Code from the [proximal SGD blogpost](http://pmelchior.net/blog/proximal-matrix-factorization-in-pytorch.html)

From the [alternating minimization pytorch](https://medium.com/@rinabuoy13/explicit-recommender-system-matrix-factorization-in-pytorch-f3779bb55d74) blog:

In [None]:
import numpy as np
import torch
import torch.nn as nn
from torch.utils.data import DataLoader, Dataset
from torch.autograd import Variable
import collections
rng = np.random.default_rng()
cuda = torch.cuda.is_available()
dev = torch.device("cuda") if cuda else torch.device("cpu")
dev

device(type='cuda')

In [None]:
def generateBinaryFactor(n, r, q):
  B=np.zeros((n,r))
  l= int(np.ceil(n*0.01)) #lower bound of uniquely assigned ones per cluster
  t = r*l # end of block-diagonal part
  for s in range(r):
    B[s*l:(s+1)*l,s]=1 #create block for diagonal
    B[t:,s]= rng.binomial(1, q-0.01, n-t)
  return B

Generate a uniformly distributed or diagonal-dominant middle factor matrix C.

In [None]:
r=3
m=300 
n=200
Y = generateBinaryFactor(m, r, 0.2)
X = generateBinaryFactor(n, r, 0.2)
# Make uniformly distributed matrix:
C = np.round(rng.uniform(0,5,(r,r)),2) 
# Make diagonal-dominant matrix:
# C= np.round(rng.uniform(0,0.5,(r,r)),2) + np.diag(rng.normal(1,0.1,r))
C

array([[4.21, 4.23, 0.5 ],
       [1.01, 3.82, 2.7 ],
       [4.78, 1.05, 2.86]])

The data matrix $D=YCX^\top+N$ where $N$ is the noise matrix.

In [None]:
D = Y@C@X.T + np.round(rng.normal(0,0.1,(m,n)),2)

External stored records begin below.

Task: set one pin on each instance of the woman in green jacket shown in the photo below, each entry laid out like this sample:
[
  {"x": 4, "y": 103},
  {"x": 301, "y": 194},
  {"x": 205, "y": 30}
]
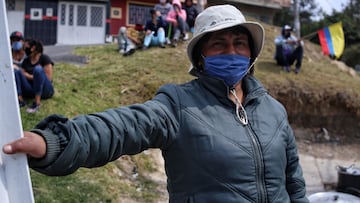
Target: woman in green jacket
[{"x": 222, "y": 136}]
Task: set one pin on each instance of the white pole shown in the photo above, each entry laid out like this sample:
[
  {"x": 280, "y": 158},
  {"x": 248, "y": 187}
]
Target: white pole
[
  {"x": 15, "y": 182},
  {"x": 297, "y": 18}
]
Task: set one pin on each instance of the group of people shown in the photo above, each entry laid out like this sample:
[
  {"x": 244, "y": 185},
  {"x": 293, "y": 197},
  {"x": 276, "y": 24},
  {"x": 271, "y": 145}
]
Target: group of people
[
  {"x": 33, "y": 71},
  {"x": 169, "y": 22},
  {"x": 222, "y": 136}
]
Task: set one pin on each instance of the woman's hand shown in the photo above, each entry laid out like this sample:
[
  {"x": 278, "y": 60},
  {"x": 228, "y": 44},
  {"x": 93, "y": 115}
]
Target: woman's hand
[{"x": 31, "y": 144}]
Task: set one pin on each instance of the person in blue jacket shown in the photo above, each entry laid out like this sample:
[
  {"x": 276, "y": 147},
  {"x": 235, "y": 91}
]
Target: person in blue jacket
[
  {"x": 288, "y": 50},
  {"x": 222, "y": 136}
]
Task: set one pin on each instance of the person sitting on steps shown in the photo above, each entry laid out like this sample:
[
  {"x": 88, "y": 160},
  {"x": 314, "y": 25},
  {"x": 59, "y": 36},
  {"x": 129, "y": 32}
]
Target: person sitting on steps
[
  {"x": 177, "y": 18},
  {"x": 154, "y": 30},
  {"x": 288, "y": 49}
]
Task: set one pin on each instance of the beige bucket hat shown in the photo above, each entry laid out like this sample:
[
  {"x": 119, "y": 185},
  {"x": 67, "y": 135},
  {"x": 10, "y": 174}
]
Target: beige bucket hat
[{"x": 220, "y": 17}]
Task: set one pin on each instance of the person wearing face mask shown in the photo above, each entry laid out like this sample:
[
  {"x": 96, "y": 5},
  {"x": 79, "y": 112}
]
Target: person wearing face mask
[
  {"x": 164, "y": 7},
  {"x": 34, "y": 78},
  {"x": 288, "y": 50},
  {"x": 222, "y": 136}
]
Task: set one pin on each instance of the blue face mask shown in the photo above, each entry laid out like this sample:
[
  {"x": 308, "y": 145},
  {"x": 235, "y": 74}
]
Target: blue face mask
[{"x": 229, "y": 67}]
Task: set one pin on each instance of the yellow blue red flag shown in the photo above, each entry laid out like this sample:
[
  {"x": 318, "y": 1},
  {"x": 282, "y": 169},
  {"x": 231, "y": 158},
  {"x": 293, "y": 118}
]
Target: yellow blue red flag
[{"x": 332, "y": 40}]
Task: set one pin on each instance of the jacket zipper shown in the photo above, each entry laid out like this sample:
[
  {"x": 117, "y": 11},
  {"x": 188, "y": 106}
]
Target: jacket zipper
[
  {"x": 259, "y": 166},
  {"x": 242, "y": 116}
]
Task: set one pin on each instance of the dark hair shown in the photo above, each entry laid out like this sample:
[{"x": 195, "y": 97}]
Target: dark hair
[
  {"x": 197, "y": 50},
  {"x": 39, "y": 48}
]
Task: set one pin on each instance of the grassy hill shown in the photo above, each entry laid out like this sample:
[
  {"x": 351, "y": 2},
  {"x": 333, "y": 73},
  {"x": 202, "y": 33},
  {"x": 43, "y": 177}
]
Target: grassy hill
[{"x": 321, "y": 95}]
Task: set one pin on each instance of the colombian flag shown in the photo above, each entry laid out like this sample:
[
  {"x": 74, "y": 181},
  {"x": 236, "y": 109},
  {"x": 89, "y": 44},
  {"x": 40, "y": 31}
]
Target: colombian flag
[{"x": 332, "y": 40}]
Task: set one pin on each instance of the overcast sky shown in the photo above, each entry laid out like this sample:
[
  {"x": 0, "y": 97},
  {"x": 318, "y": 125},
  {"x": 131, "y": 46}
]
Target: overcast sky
[{"x": 329, "y": 5}]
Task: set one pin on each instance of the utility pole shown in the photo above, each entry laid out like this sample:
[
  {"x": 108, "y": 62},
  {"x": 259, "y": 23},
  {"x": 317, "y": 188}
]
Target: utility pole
[{"x": 297, "y": 18}]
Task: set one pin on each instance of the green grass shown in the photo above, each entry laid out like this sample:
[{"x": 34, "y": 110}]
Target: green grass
[{"x": 110, "y": 80}]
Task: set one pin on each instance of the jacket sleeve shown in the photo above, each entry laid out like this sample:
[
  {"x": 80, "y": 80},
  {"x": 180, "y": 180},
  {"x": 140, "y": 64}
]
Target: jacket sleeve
[
  {"x": 295, "y": 183},
  {"x": 94, "y": 140}
]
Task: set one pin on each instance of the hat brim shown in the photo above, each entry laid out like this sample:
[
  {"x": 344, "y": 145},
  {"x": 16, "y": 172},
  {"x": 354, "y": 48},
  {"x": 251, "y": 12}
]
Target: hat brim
[{"x": 256, "y": 31}]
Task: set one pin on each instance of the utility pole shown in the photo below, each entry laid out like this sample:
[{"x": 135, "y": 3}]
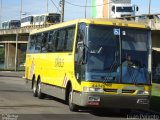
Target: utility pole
[
  {"x": 86, "y": 9},
  {"x": 149, "y": 7},
  {"x": 62, "y": 10},
  {"x": 1, "y": 15},
  {"x": 21, "y": 10},
  {"x": 47, "y": 6}
]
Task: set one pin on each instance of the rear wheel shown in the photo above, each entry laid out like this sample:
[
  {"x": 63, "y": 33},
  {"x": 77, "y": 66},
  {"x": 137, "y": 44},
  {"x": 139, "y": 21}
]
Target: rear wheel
[
  {"x": 34, "y": 88},
  {"x": 125, "y": 111},
  {"x": 39, "y": 92},
  {"x": 72, "y": 106}
]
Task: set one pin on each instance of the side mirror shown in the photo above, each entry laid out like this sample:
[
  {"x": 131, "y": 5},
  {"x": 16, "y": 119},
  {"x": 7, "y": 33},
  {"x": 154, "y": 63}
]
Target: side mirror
[
  {"x": 81, "y": 53},
  {"x": 137, "y": 8}
]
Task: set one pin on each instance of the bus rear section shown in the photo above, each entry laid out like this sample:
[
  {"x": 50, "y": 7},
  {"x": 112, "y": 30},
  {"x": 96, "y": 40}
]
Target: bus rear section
[{"x": 108, "y": 66}]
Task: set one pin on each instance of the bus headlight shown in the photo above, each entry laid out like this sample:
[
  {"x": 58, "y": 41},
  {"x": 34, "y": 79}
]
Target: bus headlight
[
  {"x": 141, "y": 92},
  {"x": 92, "y": 89}
]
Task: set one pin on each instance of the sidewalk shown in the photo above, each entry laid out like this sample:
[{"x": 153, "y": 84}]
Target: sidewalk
[{"x": 11, "y": 74}]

The loss of the ground truth is:

In [None]:
np.mean((D-Y@C@X.T)**2)

0.010031036666666666

Custom dataset class on the basis of [this](https://www.kaggle.com/pinocookie/pytorch-dataset-and-dataloader) code.

In [None]:
class DataMatrix(Dataset):
        
    def __init__(self, D):
        self.data_ = torch.from_numpy(D).double()
        self.m_ = D.shape[0]
        self.n_ = D.shape[1]

    def __len__(self):
        return self.m_*self.n_
    
    def __getitem__(self, index):
        j = int(index/self.n_)
        i = index%self.n_       
        return torch.tensor([j,i]), self.data_[j,i]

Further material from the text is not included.